Not a bug. LXD properly invoked CRIU which then failed to dump your container with a pretty clear error.

Note that even if you get past that network dumping error, there's no way you'll be able to dump a bionic container. Both systemd and AppArmor in those cause structures and sockets that CRIU cannot handle at this time.

YuichiroMaeyama commented 4 years ago

thank you for your quick response. I understood that it was a problem on the CRIU side. So I have two questions

  1. Will live migration succeed if I use a distribution other than Bionic Container? What distribution should I use for live migration?

  2. What are your plans and progress in discussing this issue with the CRIU, and do you plan to incorporate live migration support into milestones in the future? I would appreciate it if you could tell me your plan.

stgraber commented 4 years ago

We used to have funding to work on CRIU as mostly a research project type thing, that's what got us our current integration and a number of fixes for CRIU but that is no longer the case and we don't have anyone on the team working on this at this time.

Busybox/Alpine are the best for checkpoint/restore at this time, so long as you don't run any recent services on it.
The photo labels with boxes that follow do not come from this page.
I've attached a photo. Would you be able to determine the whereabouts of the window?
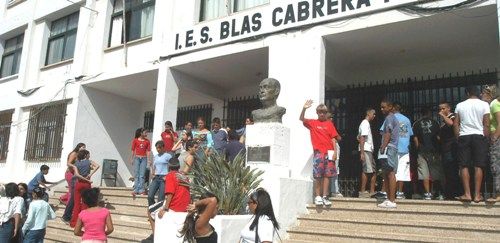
[0,111,12,162]
[144,111,155,131]
[0,34,24,78]
[24,103,66,161]
[45,12,79,65]
[200,0,269,21]
[108,0,155,46]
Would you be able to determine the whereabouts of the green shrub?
[189,151,264,215]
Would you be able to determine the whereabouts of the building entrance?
[325,70,498,196]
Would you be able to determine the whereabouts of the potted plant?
[155,152,264,242]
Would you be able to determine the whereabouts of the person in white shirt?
[358,108,377,197]
[0,182,24,243]
[453,86,490,203]
[240,188,280,243]
[23,187,56,242]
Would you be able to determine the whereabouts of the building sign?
[167,0,422,56]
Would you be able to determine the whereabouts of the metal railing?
[175,104,213,130]
[0,111,13,162]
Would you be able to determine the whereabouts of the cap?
[168,157,180,167]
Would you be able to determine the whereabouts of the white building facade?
[0,0,500,196]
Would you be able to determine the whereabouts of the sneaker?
[375,192,387,199]
[314,196,323,206]
[377,200,396,208]
[321,196,332,206]
[358,191,370,198]
[61,217,69,225]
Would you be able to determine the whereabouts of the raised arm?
[194,197,217,235]
[299,100,313,122]
[453,113,460,138]
[89,160,101,178]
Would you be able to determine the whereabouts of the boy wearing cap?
[158,157,191,218]
[22,187,56,242]
[28,165,54,202]
[299,100,338,206]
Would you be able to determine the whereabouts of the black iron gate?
[325,70,498,196]
[175,104,213,130]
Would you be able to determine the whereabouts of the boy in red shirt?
[158,157,191,218]
[299,100,338,206]
[161,121,178,154]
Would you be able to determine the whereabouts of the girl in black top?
[180,192,219,243]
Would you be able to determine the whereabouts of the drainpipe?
[122,0,128,67]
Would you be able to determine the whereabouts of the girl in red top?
[131,128,151,196]
[74,187,114,243]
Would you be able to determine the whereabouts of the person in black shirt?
[438,102,461,199]
[413,108,443,200]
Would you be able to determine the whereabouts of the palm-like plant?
[189,151,264,215]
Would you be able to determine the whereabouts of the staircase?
[45,187,152,243]
[284,198,500,243]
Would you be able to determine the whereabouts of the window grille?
[24,103,67,161]
[108,0,155,46]
[45,12,79,65]
[0,34,24,78]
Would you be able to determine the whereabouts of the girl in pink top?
[74,187,114,243]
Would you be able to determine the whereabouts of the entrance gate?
[325,70,498,196]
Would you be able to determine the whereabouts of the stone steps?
[45,187,152,242]
[297,213,500,233]
[285,198,500,243]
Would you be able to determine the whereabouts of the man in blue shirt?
[212,117,227,154]
[394,102,413,199]
[148,140,172,206]
[377,100,399,208]
[28,165,55,202]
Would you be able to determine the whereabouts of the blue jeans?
[148,175,165,206]
[23,229,45,243]
[62,177,76,222]
[0,220,14,243]
[134,157,148,194]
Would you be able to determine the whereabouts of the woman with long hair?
[193,117,213,152]
[181,140,198,174]
[241,188,280,243]
[59,143,87,223]
[132,127,151,196]
[179,192,219,243]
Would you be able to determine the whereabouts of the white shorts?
[396,154,411,181]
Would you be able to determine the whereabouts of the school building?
[0,0,500,196]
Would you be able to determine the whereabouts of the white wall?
[74,87,143,186]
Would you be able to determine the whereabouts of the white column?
[269,34,325,178]
[152,62,179,144]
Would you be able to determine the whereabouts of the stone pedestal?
[245,123,312,234]
[245,123,290,167]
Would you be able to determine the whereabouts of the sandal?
[455,196,472,202]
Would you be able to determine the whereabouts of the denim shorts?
[381,147,399,172]
[313,150,337,178]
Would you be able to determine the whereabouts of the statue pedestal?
[245,123,312,235]
[245,123,290,167]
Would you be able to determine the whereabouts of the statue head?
[259,78,281,102]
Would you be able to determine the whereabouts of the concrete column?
[269,34,325,178]
[152,62,179,146]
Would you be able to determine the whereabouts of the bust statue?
[252,78,286,123]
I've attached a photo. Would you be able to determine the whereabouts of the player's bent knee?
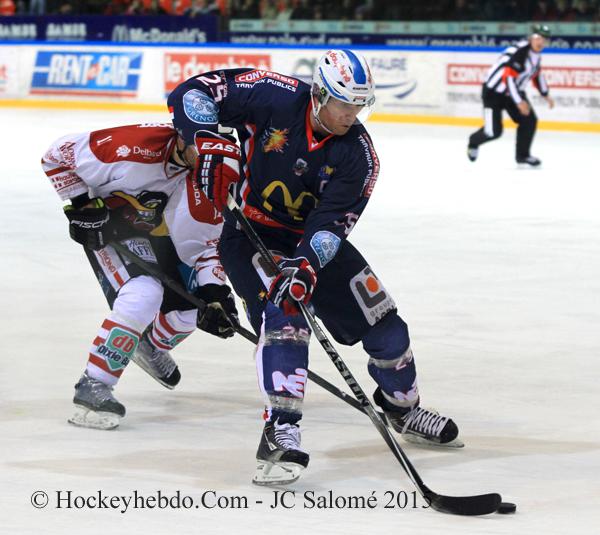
[112,275,164,331]
[362,311,410,361]
[264,303,310,347]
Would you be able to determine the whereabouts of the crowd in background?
[0,0,600,22]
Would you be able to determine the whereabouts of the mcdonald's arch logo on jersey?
[262,180,319,221]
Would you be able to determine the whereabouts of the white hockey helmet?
[312,50,375,125]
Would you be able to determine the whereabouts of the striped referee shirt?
[483,39,549,104]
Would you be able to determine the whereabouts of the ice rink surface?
[0,109,600,535]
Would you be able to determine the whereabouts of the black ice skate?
[252,421,309,485]
[68,372,125,429]
[131,329,181,390]
[373,388,464,448]
[517,156,542,167]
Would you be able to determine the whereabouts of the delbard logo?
[116,145,131,158]
[30,51,142,97]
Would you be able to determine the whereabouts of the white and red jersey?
[42,123,225,285]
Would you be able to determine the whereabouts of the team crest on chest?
[292,158,308,176]
[262,127,290,153]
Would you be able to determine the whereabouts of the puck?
[496,502,517,515]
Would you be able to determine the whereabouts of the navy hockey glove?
[269,257,317,315]
[194,284,239,338]
[64,198,114,251]
[194,130,241,212]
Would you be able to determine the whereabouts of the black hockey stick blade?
[423,489,502,516]
[227,195,502,516]
[110,242,385,418]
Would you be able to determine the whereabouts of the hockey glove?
[194,130,241,212]
[64,198,113,251]
[195,284,239,338]
[269,257,317,315]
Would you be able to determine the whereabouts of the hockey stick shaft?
[227,195,502,515]
[110,242,365,412]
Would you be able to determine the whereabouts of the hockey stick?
[227,195,502,516]
[110,242,370,417]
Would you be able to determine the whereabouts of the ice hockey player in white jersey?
[42,124,238,429]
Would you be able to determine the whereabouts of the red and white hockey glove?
[268,257,317,315]
[194,130,241,212]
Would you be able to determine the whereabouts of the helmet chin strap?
[310,95,333,134]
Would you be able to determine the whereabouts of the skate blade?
[131,357,177,390]
[402,433,465,449]
[252,460,304,486]
[67,405,121,431]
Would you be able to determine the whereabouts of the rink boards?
[0,43,600,132]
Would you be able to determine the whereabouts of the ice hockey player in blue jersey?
[168,50,461,485]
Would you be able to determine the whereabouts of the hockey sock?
[148,309,197,351]
[86,314,140,386]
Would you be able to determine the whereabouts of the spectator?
[275,0,292,22]
[260,0,277,20]
[183,0,219,18]
[556,0,575,22]
[0,0,16,17]
[573,0,594,22]
[145,0,169,15]
[231,0,260,19]
[124,0,146,15]
[28,0,46,15]
[531,0,556,21]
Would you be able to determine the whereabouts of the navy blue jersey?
[168,69,379,270]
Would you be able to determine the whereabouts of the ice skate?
[68,372,125,430]
[373,388,464,448]
[517,156,542,167]
[252,421,309,485]
[131,330,181,390]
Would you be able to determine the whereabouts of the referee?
[467,24,554,167]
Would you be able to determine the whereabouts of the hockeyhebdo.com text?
[30,489,430,514]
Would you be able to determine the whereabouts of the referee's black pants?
[469,89,537,160]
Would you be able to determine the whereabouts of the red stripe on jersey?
[304,104,333,152]
[90,125,177,164]
[44,167,71,176]
[102,319,140,336]
[113,271,125,286]
[246,123,256,166]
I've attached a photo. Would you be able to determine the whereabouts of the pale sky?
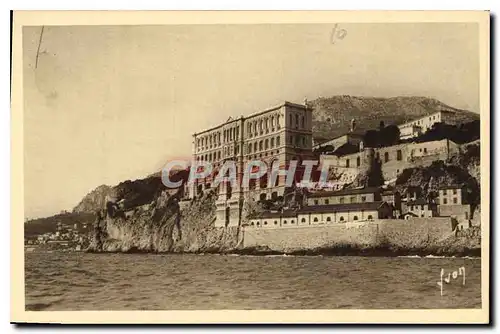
[23,23,479,218]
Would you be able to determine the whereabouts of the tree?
[367,159,384,187]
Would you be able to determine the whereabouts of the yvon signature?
[437,267,465,296]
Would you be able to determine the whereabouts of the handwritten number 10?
[437,267,465,296]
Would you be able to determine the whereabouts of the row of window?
[196,145,240,162]
[250,215,373,226]
[196,126,240,152]
[247,136,281,154]
[443,197,458,204]
[247,114,281,138]
[314,196,366,205]
[409,115,439,126]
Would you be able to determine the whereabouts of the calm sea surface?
[25,253,481,310]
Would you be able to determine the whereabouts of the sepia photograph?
[11,11,490,323]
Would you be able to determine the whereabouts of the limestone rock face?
[89,188,239,253]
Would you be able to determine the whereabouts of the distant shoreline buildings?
[184,101,472,227]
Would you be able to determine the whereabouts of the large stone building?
[438,185,472,220]
[188,101,313,226]
[398,110,456,139]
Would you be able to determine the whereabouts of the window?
[396,150,403,161]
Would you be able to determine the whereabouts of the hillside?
[73,184,113,213]
[308,95,479,142]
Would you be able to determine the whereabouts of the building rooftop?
[298,201,388,213]
[308,187,380,198]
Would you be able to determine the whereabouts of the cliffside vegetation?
[308,95,479,142]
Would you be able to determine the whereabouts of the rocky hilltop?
[308,95,479,141]
[48,96,480,255]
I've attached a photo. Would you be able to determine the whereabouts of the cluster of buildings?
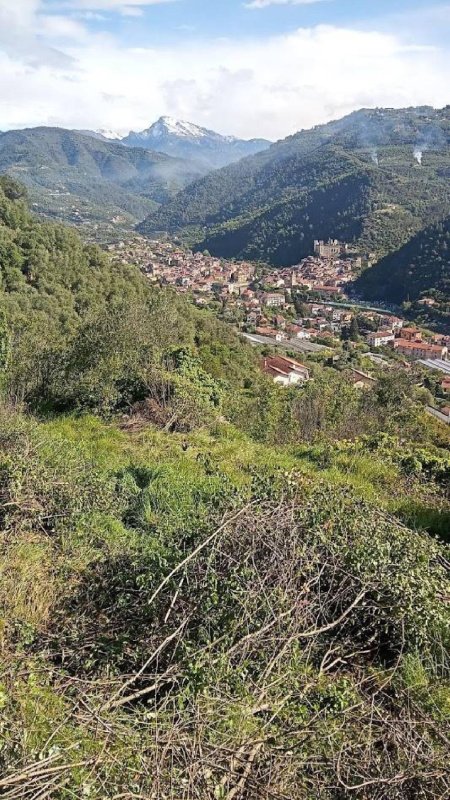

On the network side, currently only containers without a network device are working as I believe our modern network device logic doesn't work with it at this time.

stgraber commented 4 years ago

So it can be used for a demo of CRIU but that's about the extent of its use at this time. There are active users of this mind you, but they have extremely specific workloads which just happen to tick all the right boxes.

stgraber commented 3 years ago

@intrepidsilence until CRIU/liblxc get fixed to handle the current NIC devices, stateless migration is your best bet. You could do a first couple of pass with lxc copy SRC DEST --refresh to get you as close as possible, then stop the source, do another refresh and start the destination.

intrepidsilence commented 3 years ago

@stgraber Thank you so much for the quick reply.